Increasingly, the scale of data analysis means that computation can no longer be carried out on a laptop — often the only resource easily available to researchers. And while the Berkeley Research Computing (BRC) Program offers many powerful resources to researchers, it’s not always clear where to get started.
Earlier this year, Heather Haveman, Professor of Sociology and Business, and Rachel Wetts, Sociology PhD candidate, reached out to BRC Consulting to ask for guidance about which campus resource might best fit processing a corpus of 20,000 articles from major newspapers. Professor Haveman wrote:
One of my PhD students, Rachel Wetts, needs help with a text-analysis project. She is using plagiarism-detection software (WCopyFind) to link news-media reports (about climate change) to press releases from business concerns, government agencies, scientists, and activists. She has been doing this analysis on her laptop, but it is taking far, far, far too long -- a week or more for each news source.

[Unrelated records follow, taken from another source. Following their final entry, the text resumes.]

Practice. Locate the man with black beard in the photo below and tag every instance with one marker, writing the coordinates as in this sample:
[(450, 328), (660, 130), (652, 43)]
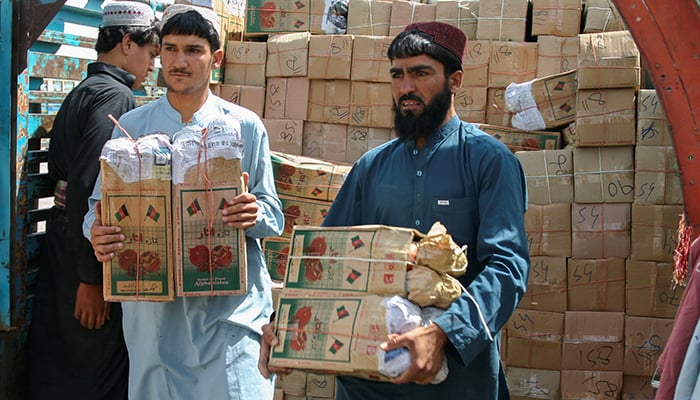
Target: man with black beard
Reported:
[(441, 169)]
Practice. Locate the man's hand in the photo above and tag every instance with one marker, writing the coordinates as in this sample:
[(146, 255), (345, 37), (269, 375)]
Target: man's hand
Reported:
[(241, 211), (427, 347), (90, 308), (105, 239), (269, 340)]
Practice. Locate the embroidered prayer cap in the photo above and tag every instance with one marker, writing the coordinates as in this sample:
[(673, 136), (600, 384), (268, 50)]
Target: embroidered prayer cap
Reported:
[(445, 35), (206, 13), (127, 13)]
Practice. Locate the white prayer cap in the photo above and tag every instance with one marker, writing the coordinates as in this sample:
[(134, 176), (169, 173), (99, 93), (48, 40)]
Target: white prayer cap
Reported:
[(206, 13), (127, 13)]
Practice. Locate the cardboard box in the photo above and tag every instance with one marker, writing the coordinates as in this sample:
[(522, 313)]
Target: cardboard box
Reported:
[(371, 104), (542, 103), (596, 284), (369, 60), (593, 341), (245, 63), (329, 101), (603, 174), (534, 339), (556, 54), (591, 385), (476, 63), (346, 261), (285, 135), (608, 60), (548, 229), (502, 20), (330, 56), (404, 13), (300, 211), (307, 177), (600, 230), (281, 16), (655, 231), (470, 104), (652, 125), (649, 291), (512, 62), (326, 141), (605, 117), (645, 340), (275, 252), (517, 139), (369, 17), (602, 16), (360, 139), (287, 98), (137, 198), (549, 175), (556, 17), (463, 14), (529, 383), (288, 55), (546, 286), (250, 97), (657, 179), (210, 256)]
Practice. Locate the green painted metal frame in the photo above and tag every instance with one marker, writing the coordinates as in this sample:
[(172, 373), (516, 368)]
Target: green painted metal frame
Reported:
[(667, 33)]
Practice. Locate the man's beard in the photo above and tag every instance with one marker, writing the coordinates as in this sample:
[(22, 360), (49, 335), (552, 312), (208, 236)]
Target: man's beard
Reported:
[(410, 127)]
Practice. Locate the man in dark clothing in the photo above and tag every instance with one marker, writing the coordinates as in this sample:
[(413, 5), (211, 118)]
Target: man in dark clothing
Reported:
[(76, 346)]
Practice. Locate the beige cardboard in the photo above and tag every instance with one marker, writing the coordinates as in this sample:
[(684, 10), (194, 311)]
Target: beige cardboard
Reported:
[(608, 60), (605, 117), (648, 289), (517, 139), (288, 55), (330, 56), (596, 284), (512, 62), (329, 101), (542, 103), (549, 175), (654, 231), (603, 174), (530, 383), (534, 339), (369, 60), (600, 230), (656, 176), (548, 230), (591, 385), (407, 12), (502, 20), (285, 135), (556, 54), (463, 14), (245, 63), (287, 98), (250, 97), (470, 104), (652, 125), (645, 339), (556, 17), (369, 17), (371, 104), (327, 141), (546, 286), (361, 138), (476, 63)]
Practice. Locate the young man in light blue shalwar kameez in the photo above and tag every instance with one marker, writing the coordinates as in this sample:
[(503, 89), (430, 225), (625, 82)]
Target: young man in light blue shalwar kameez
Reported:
[(199, 347)]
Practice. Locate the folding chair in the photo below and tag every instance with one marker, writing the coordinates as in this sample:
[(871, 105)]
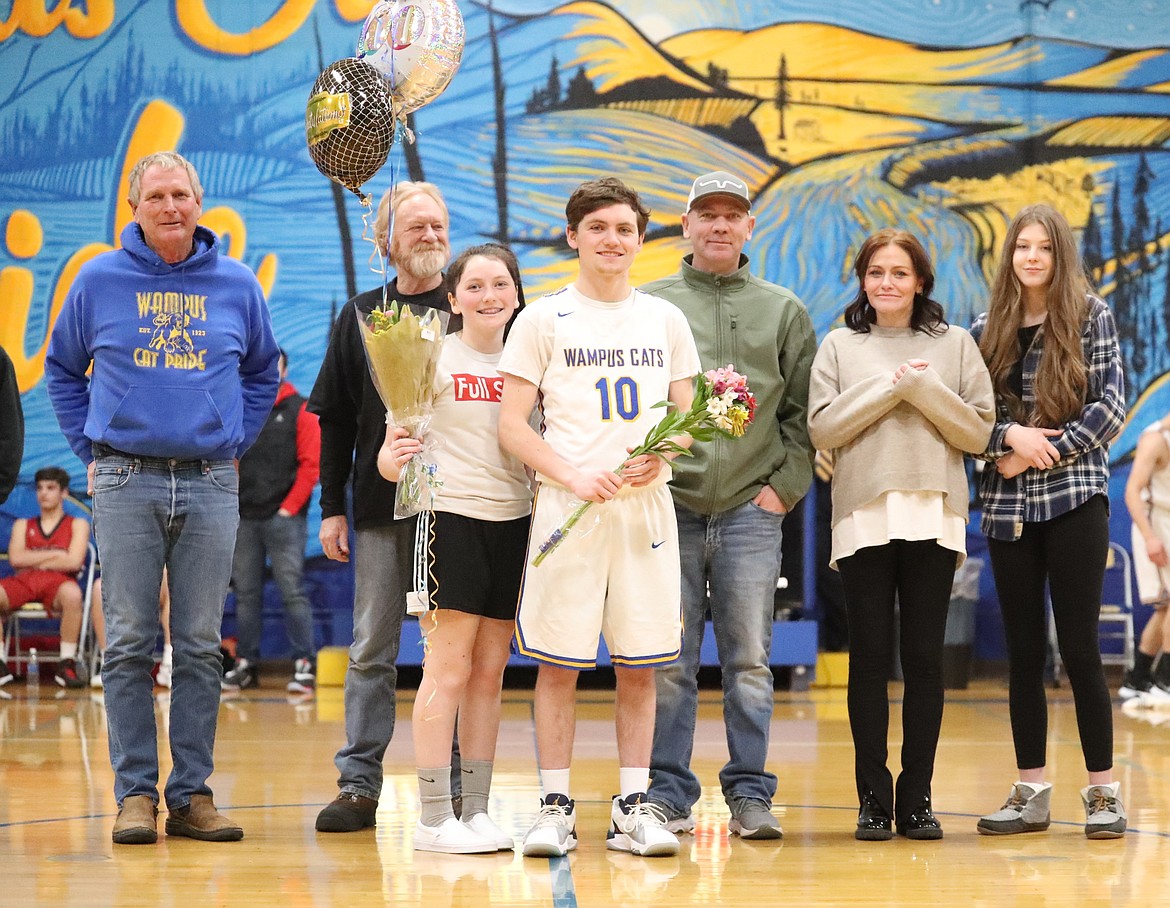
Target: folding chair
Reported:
[(1116, 623), (15, 653)]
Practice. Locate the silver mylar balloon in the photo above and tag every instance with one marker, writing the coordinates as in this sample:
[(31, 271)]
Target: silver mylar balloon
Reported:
[(348, 123), (417, 45)]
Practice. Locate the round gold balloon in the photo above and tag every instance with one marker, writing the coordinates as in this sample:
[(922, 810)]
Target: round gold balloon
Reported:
[(417, 45)]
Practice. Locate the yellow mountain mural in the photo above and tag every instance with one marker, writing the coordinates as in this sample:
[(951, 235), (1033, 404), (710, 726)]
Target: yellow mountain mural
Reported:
[(825, 52), (616, 53)]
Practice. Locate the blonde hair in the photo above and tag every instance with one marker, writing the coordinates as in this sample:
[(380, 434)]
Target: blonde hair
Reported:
[(166, 160), (393, 200), (1061, 379)]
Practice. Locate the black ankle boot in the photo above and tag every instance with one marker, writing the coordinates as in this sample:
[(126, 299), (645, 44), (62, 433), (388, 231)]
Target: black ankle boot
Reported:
[(921, 824), (873, 821)]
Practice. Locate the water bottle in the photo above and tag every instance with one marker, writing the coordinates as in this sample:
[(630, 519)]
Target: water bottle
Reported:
[(33, 673)]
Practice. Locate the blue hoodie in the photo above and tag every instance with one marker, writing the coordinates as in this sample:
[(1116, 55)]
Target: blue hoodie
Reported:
[(184, 356)]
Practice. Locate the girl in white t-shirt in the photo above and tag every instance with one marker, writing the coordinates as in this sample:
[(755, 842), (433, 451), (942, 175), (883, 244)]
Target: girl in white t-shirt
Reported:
[(476, 556)]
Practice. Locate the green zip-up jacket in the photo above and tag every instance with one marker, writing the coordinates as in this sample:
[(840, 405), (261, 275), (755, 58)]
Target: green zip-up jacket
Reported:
[(765, 332)]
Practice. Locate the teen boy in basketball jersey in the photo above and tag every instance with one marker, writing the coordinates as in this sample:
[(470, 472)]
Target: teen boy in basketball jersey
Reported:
[(598, 355)]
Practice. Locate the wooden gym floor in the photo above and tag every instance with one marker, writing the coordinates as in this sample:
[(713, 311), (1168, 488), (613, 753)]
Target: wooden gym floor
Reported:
[(274, 772)]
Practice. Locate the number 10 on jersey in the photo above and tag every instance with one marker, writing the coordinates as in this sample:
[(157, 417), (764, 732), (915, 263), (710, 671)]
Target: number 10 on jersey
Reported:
[(621, 399)]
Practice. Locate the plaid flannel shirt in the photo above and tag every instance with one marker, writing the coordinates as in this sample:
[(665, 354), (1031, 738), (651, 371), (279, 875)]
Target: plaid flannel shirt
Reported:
[(1084, 467)]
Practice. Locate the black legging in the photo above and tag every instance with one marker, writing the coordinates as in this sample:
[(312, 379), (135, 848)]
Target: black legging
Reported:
[(921, 575), (1069, 552)]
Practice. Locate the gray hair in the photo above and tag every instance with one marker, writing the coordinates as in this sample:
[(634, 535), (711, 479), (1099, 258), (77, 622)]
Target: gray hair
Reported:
[(166, 160), (393, 199)]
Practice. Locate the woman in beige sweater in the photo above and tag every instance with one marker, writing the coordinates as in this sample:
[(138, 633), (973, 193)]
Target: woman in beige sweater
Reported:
[(899, 396)]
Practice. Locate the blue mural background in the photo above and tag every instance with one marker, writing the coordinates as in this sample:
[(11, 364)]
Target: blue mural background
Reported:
[(942, 116)]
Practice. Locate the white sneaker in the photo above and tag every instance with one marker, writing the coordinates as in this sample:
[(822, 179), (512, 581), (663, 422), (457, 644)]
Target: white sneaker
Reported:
[(451, 837), (1156, 695), (483, 826), (638, 826), (163, 676), (555, 832)]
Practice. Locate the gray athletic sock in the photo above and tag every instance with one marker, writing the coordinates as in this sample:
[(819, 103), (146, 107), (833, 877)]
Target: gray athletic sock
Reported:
[(434, 793), (1143, 666), (476, 785)]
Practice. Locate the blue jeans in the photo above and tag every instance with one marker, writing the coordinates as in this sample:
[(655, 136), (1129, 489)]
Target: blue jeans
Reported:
[(149, 513), (282, 540), (737, 552), (382, 577)]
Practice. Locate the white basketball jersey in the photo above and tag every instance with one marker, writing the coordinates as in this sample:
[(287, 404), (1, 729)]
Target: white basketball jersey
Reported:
[(600, 369)]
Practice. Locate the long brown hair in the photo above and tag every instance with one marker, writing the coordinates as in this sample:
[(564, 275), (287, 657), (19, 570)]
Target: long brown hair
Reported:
[(1061, 379)]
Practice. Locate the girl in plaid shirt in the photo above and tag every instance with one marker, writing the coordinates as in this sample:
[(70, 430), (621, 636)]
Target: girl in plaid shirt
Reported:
[(1051, 346)]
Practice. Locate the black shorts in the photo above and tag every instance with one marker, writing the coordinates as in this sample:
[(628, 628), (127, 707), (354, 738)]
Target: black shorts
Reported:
[(476, 565)]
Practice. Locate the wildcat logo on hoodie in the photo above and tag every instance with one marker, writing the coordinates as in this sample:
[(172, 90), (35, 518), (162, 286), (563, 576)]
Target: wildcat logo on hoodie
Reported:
[(171, 344)]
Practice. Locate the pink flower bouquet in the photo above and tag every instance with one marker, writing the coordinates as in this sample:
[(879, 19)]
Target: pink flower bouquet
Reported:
[(723, 405)]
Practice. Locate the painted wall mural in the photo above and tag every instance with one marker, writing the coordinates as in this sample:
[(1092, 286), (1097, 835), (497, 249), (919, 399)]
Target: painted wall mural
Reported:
[(942, 116)]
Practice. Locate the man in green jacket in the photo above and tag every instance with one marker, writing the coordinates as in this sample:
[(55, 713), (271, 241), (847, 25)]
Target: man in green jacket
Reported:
[(730, 500)]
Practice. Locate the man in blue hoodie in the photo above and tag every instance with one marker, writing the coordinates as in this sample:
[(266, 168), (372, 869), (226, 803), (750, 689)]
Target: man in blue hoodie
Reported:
[(184, 376)]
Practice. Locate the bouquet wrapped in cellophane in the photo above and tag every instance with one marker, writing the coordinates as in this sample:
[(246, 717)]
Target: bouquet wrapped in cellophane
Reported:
[(723, 405), (403, 345)]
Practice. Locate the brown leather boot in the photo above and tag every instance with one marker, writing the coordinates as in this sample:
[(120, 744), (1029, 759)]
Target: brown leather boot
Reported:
[(200, 820), (137, 823)]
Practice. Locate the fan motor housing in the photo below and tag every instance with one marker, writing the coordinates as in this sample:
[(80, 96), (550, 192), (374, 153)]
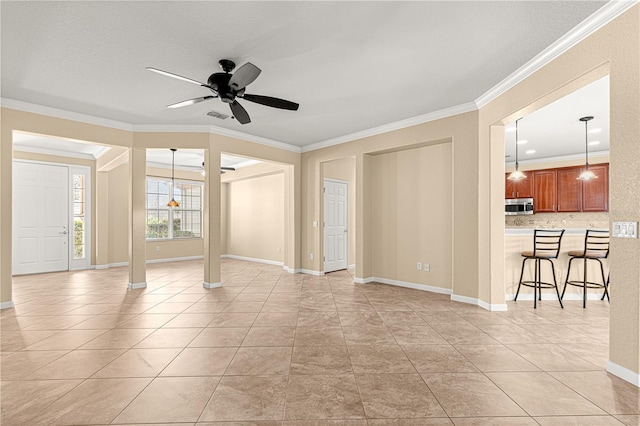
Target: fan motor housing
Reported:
[(219, 83)]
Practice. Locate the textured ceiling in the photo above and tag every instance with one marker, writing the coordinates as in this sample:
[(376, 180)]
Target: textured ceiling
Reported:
[(352, 66)]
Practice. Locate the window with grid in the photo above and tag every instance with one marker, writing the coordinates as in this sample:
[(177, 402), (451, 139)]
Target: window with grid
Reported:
[(165, 222), (79, 217)]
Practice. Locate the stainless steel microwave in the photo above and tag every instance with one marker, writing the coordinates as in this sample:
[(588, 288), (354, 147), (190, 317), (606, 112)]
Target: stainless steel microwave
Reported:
[(516, 206)]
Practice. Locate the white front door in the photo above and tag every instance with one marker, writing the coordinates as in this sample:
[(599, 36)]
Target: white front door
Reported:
[(40, 218), (335, 225)]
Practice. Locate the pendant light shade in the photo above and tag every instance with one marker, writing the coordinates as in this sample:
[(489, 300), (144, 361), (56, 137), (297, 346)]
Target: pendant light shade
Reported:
[(517, 174), (586, 174), (173, 202)]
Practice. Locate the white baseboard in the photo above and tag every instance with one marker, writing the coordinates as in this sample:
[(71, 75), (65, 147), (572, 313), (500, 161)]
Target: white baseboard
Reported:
[(311, 272), (493, 307), (168, 259), (175, 259), (135, 286), (7, 305), (551, 295), (406, 284), (252, 259), (624, 373)]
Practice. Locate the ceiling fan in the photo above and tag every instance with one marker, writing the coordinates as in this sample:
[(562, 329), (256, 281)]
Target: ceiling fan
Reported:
[(228, 87), (223, 169)]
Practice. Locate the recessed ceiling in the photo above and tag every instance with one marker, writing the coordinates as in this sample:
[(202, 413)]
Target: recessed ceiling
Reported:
[(555, 130), (186, 159), (351, 66), (55, 146)]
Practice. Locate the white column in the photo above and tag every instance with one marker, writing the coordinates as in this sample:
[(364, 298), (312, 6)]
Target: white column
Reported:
[(137, 218)]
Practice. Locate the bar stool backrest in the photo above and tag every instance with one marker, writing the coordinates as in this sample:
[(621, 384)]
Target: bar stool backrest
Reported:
[(595, 240), (546, 242)]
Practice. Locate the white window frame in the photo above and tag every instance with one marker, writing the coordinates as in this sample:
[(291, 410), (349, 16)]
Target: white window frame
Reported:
[(85, 263), (172, 209)]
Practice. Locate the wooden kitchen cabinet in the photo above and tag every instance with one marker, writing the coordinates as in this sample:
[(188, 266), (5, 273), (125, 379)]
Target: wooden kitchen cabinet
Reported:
[(522, 188), (569, 190), (595, 193), (544, 191), (558, 190)]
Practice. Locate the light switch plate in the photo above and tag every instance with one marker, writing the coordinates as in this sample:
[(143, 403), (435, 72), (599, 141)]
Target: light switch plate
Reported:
[(625, 229)]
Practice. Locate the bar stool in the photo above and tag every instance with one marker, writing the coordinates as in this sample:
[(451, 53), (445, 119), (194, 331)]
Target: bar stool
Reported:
[(546, 246), (596, 247)]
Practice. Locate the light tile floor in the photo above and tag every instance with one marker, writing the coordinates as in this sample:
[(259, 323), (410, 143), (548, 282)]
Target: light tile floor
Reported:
[(271, 348)]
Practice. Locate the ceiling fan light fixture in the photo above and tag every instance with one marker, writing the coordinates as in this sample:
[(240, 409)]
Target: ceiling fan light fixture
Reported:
[(586, 173), (517, 174), (173, 202)]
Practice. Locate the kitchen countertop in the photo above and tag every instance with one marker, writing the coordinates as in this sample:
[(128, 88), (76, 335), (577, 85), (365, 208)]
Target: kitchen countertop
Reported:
[(509, 232)]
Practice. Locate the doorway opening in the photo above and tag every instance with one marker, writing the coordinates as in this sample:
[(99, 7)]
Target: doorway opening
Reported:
[(52, 204)]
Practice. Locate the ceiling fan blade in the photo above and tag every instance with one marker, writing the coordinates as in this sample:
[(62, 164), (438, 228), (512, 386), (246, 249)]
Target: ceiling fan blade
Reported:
[(244, 76), (179, 77), (240, 113), (190, 102), (272, 102)]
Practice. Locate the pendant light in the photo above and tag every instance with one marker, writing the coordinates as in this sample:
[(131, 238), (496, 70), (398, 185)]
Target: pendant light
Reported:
[(586, 174), (517, 174), (173, 202)]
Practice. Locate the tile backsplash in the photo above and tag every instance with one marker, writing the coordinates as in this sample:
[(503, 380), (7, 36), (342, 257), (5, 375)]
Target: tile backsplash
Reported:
[(559, 220)]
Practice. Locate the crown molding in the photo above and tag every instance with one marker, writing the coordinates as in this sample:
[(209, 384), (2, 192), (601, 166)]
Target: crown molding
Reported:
[(64, 114), (569, 157), (55, 152), (425, 118), (593, 23), (221, 131), (90, 119)]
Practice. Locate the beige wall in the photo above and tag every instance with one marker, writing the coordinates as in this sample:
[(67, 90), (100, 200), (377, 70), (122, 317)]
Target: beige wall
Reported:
[(411, 215), (255, 217), (461, 132), (345, 169)]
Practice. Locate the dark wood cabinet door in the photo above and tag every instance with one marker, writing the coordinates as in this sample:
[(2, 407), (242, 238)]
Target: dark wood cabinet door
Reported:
[(595, 193), (524, 187), (544, 191), (569, 190), (509, 187)]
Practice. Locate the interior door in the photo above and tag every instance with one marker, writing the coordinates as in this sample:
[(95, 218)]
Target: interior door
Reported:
[(40, 218), (335, 225)]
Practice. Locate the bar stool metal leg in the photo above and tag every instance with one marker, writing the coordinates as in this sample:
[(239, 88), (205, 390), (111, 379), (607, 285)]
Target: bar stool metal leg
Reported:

The analysis software, WCopyFind, runs only on Windows machines, so the BRC team recommended its new Analytics Environment on Demand (AEoD) service. AEoD provides a remote Windows-based research desktop environment to campus researchers who need to scale-up beyond the capabilities of their laptops. BRC offers the AEoD Service to departments or organizations who can provide direct support to researchers. Though not currently offered to individual researchers, BRC staff are exploring other AEoD service support models. Rachel Wetts’ computational needs were an opportunity for the providers to learn more about how this service could be extended, while supporting a concrete UC Berkeley research project.
To process data quickly at the scale Rachel needed, the BRC Consultants provisioned an AEoD research desktop during the first in-person consultation. On the laptop, chunking the data into smaller batches for processing worked without crashing, but required a much longer processing time; whereas processing in larger batches improved speed, but required more memory so the program would not crash. On the AEoD platform, administrators can quickly add up to 128GB of RAM if needed. With some back-and-forth, we worked out the right amount of RAM for Rachel’s work. She says that the system “has been a great help and saved me a LOT of time on my dissertation work.”